Alex dropped the last board and took a step back when he saw the rat king. It was not dead; far from it, in fact. The thing appeared to be nearly twice it’s original size, which of course was impossible Alex reassured himself. Surely, when he had found the thing the prior night it had been the darkness and the shadows cast by his flashlight that had made the thing appear smaller. Rat king’s didn’t grow. They were made of separate rats, not connected biologically, and so it made no sense that it could grow.
He leaned in closer and the rat king looked back at him with its many heads. Its many noses twitched and sets of pink eyes met with his own. What was really strange was how the heads seemed to move together, like they really were all members of the same body. Again, Alex thought, this was impossible and not just impossible, but completely ridiculous.
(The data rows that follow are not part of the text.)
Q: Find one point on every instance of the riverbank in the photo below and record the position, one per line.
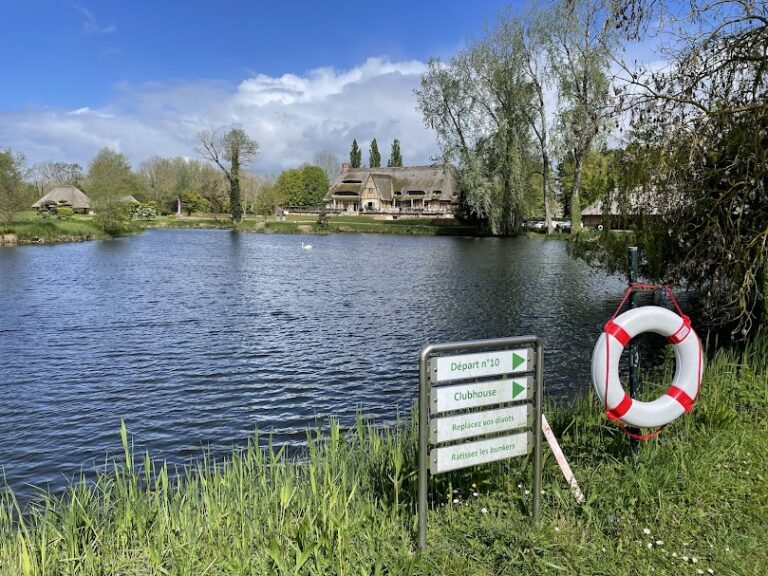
(308, 224)
(693, 502)
(28, 228)
(36, 231)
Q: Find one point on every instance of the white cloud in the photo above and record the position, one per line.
(91, 25)
(291, 117)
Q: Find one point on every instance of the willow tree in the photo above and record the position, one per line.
(235, 148)
(476, 105)
(580, 50)
(705, 118)
(14, 195)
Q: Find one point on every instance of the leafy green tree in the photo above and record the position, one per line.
(395, 158)
(477, 104)
(598, 177)
(374, 157)
(46, 175)
(290, 188)
(193, 202)
(110, 179)
(14, 193)
(355, 155)
(580, 55)
(236, 148)
(305, 186)
(315, 183)
(701, 129)
(267, 199)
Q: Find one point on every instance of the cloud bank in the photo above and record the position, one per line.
(291, 117)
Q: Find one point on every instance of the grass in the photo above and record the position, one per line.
(692, 501)
(29, 227)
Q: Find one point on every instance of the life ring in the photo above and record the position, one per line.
(681, 395)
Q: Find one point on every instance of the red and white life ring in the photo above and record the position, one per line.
(679, 398)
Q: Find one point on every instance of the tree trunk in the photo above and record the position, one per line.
(234, 189)
(545, 186)
(578, 157)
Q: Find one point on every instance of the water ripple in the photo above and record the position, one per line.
(198, 338)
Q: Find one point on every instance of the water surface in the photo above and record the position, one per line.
(196, 338)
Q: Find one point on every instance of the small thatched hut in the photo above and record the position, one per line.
(65, 196)
(428, 189)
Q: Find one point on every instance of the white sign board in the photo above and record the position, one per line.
(473, 453)
(479, 423)
(476, 394)
(468, 366)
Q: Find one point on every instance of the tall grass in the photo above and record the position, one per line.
(347, 506)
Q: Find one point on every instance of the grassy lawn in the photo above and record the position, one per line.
(693, 502)
(29, 227)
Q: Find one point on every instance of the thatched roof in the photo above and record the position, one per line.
(65, 195)
(432, 182)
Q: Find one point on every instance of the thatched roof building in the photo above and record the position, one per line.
(408, 188)
(65, 196)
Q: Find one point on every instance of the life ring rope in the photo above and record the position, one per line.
(613, 330)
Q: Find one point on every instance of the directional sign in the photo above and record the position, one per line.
(472, 453)
(476, 394)
(468, 366)
(479, 423)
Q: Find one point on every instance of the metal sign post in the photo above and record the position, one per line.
(634, 351)
(479, 391)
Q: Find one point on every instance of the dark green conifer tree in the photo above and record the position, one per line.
(374, 158)
(395, 158)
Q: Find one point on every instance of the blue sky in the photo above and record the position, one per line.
(144, 77)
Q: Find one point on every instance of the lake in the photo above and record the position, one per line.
(197, 338)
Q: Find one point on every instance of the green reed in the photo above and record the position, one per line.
(347, 504)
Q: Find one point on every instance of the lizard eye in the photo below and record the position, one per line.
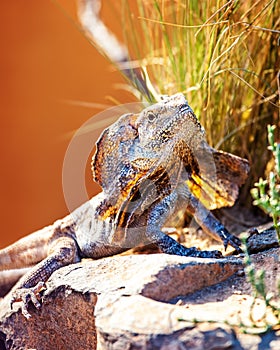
(151, 116)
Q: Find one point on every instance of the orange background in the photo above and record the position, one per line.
(45, 61)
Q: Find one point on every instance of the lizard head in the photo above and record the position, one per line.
(169, 120)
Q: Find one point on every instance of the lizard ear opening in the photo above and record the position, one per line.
(112, 149)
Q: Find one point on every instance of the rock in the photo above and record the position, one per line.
(121, 302)
(260, 241)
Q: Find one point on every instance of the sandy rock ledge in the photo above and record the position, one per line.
(122, 302)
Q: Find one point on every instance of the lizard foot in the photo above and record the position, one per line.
(229, 239)
(24, 295)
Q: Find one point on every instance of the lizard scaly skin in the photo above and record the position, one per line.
(147, 166)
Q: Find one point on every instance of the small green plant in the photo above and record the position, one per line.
(266, 193)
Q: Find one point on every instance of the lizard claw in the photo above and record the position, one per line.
(24, 295)
(229, 239)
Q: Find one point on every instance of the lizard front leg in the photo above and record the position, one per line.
(206, 219)
(157, 216)
(62, 251)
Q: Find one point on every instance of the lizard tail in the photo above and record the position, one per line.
(27, 251)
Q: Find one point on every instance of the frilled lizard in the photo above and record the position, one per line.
(149, 165)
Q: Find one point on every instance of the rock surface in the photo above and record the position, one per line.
(122, 301)
(154, 301)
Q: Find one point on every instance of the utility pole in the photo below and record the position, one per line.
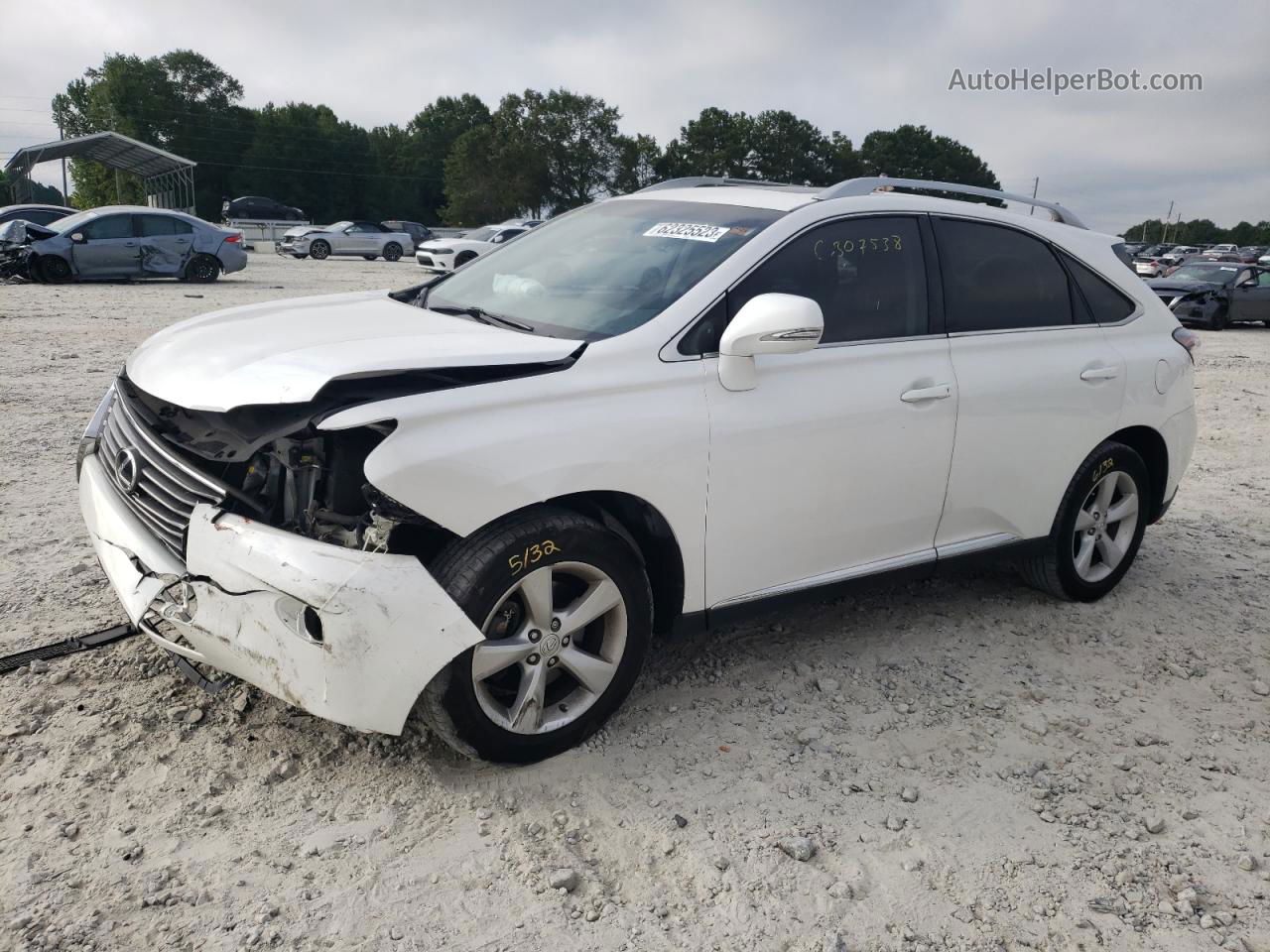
(62, 135)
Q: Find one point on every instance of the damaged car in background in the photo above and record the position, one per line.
(1214, 294)
(131, 243)
(475, 500)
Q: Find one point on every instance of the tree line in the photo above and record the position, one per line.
(1199, 231)
(456, 160)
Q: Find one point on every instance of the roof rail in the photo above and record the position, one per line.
(707, 180)
(865, 186)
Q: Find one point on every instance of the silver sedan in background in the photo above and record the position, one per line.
(136, 241)
(367, 239)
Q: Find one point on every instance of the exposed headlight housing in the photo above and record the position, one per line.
(93, 431)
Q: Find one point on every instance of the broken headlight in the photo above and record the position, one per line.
(93, 431)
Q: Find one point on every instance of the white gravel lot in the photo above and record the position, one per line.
(971, 765)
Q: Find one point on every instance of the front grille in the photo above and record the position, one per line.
(157, 484)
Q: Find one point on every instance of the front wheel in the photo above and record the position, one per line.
(566, 608)
(55, 270)
(1097, 530)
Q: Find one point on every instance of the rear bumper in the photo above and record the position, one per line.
(1179, 433)
(345, 635)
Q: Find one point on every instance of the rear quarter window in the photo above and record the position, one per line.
(1106, 303)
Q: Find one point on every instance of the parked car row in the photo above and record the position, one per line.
(58, 244)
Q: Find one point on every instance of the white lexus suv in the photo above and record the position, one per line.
(476, 502)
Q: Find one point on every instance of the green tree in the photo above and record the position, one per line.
(434, 134)
(638, 160)
(716, 143)
(181, 102)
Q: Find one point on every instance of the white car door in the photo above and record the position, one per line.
(1040, 385)
(835, 463)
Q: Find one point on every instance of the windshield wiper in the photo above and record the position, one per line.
(480, 313)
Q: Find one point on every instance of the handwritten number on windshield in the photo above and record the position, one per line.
(825, 250)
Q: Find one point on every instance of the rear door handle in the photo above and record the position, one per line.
(940, 391)
(1100, 373)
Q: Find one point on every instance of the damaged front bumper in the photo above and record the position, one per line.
(347, 635)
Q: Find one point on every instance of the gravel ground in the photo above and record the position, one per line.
(957, 765)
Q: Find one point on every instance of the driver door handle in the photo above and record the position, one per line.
(1100, 373)
(940, 391)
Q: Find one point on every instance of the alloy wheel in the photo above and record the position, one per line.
(553, 645)
(1105, 526)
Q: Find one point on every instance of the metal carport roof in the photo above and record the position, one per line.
(111, 149)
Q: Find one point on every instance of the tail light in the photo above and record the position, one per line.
(1189, 339)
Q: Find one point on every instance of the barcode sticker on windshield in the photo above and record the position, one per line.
(684, 230)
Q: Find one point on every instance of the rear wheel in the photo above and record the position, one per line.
(1098, 527)
(566, 608)
(203, 270)
(55, 270)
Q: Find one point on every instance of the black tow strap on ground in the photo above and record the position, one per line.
(70, 647)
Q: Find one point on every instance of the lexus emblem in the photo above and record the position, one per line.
(127, 468)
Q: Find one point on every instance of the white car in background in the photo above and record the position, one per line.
(367, 239)
(476, 499)
(444, 255)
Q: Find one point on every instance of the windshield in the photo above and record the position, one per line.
(603, 270)
(72, 221)
(1213, 273)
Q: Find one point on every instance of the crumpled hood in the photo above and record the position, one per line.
(284, 352)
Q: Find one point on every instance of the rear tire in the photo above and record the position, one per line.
(540, 684)
(1097, 530)
(203, 270)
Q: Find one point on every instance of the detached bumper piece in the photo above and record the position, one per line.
(347, 635)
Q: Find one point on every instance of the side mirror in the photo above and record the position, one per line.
(767, 324)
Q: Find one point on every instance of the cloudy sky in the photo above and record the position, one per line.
(1115, 158)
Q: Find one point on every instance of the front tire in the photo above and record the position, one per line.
(1097, 530)
(55, 270)
(566, 608)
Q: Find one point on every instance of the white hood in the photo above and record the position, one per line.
(284, 352)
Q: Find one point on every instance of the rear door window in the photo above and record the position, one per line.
(109, 227)
(998, 278)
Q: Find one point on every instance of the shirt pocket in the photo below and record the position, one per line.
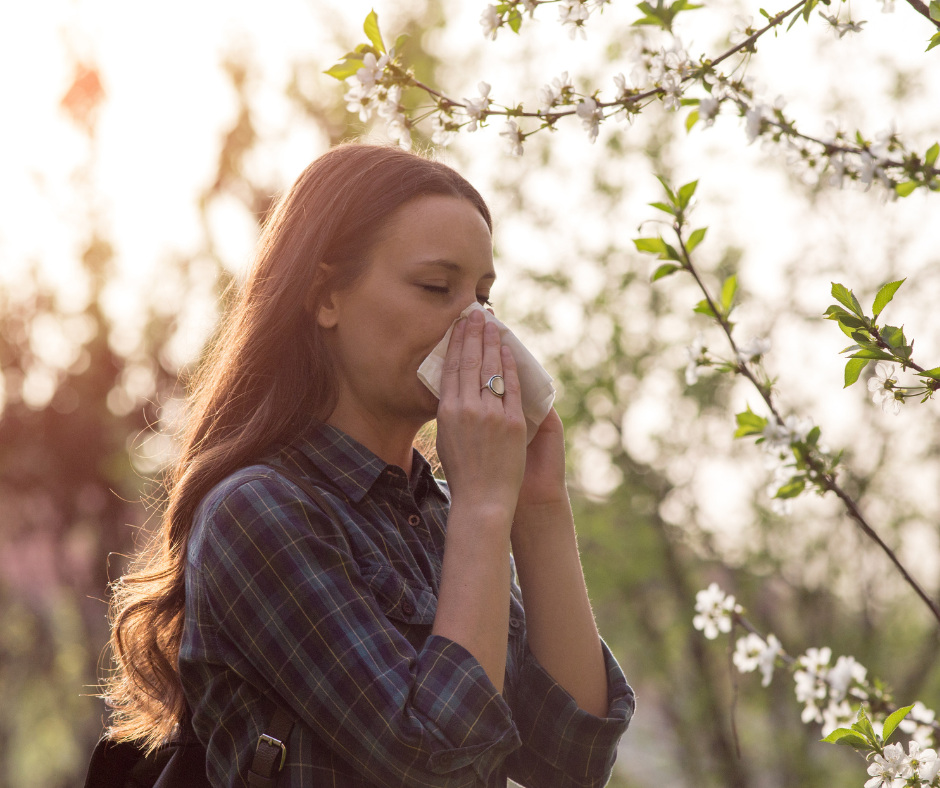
(405, 604)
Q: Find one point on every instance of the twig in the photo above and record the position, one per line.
(827, 480)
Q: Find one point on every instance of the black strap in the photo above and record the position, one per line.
(271, 751)
(272, 745)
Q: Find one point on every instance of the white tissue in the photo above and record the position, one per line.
(536, 384)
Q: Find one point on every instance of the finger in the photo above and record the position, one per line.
(471, 357)
(492, 364)
(450, 372)
(512, 399)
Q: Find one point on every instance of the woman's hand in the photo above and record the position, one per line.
(544, 481)
(481, 436)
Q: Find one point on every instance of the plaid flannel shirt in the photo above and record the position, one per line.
(332, 621)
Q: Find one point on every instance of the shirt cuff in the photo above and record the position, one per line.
(575, 742)
(462, 710)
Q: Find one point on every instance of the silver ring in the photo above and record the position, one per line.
(496, 385)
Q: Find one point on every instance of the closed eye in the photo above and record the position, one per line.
(442, 290)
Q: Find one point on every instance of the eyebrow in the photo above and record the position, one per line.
(452, 266)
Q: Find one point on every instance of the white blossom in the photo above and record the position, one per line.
(924, 764)
(837, 715)
(360, 99)
(476, 108)
(753, 349)
(892, 766)
(882, 384)
(395, 121)
(591, 115)
(753, 118)
(441, 134)
(514, 136)
(747, 652)
(752, 652)
(558, 89)
(810, 679)
(742, 26)
(841, 28)
(491, 22)
(573, 14)
(708, 109)
(673, 59)
(624, 86)
(842, 674)
(672, 90)
(714, 609)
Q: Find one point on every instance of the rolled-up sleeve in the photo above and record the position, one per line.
(278, 575)
(564, 746)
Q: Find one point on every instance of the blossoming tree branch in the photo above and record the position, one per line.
(853, 710)
(377, 77)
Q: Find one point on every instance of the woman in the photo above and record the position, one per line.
(391, 628)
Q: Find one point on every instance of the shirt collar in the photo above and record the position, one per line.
(353, 467)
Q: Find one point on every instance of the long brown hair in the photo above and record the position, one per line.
(264, 379)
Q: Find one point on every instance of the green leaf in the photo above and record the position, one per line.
(885, 295)
(892, 722)
(654, 245)
(893, 335)
(749, 423)
(686, 192)
(728, 289)
(792, 488)
(835, 313)
(850, 321)
(344, 70)
(665, 270)
(371, 29)
(931, 155)
(696, 238)
(864, 727)
(849, 737)
(872, 353)
(845, 297)
(400, 43)
(703, 308)
(853, 369)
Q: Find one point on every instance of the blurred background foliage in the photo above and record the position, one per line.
(665, 502)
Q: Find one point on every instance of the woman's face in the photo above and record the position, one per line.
(434, 259)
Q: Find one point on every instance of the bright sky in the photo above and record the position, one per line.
(168, 101)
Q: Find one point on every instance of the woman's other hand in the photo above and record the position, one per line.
(481, 436)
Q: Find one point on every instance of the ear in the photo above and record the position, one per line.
(327, 313)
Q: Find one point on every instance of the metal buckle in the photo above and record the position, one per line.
(272, 742)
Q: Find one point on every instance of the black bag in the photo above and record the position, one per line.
(182, 764)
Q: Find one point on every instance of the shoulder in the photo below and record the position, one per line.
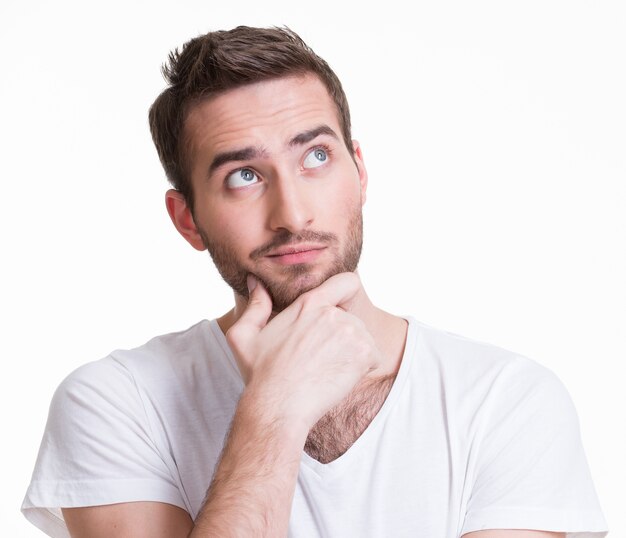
(168, 360)
(473, 369)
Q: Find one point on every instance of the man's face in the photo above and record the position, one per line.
(277, 193)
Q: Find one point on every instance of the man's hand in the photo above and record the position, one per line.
(310, 356)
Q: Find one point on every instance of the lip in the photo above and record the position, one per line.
(293, 254)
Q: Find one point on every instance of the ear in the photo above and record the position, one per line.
(183, 219)
(360, 165)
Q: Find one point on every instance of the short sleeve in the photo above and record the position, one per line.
(531, 472)
(97, 449)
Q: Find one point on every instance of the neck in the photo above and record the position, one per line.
(388, 331)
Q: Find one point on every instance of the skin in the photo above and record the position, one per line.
(305, 335)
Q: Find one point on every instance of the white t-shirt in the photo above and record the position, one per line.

Alex got down on both knees and peered as close as he felt comfortable getting to the thing between the floorboards. He inspected its matted fur and found something else that was different. The night before he distinctly remembered seeing where the bodies of the different rats met, pressed together and caked with dried mud and shit, but still a visibly distinct. Now he found his mind turning back to a children’s horror book he had bought for a quarter at a local yard sale. It was one of those old Goosebumps books about a girl who had bought a cursed halloween mask that once put on could not be taken off. The girl in the book had felt her neck and chest for the place where the mask was supposed to have stopped but she couldn’t find it, because it was gone.
“No line!” she had screamed in the book, “no mask line!” The girl had screamed into the mirror at the monstrous face that had become her own.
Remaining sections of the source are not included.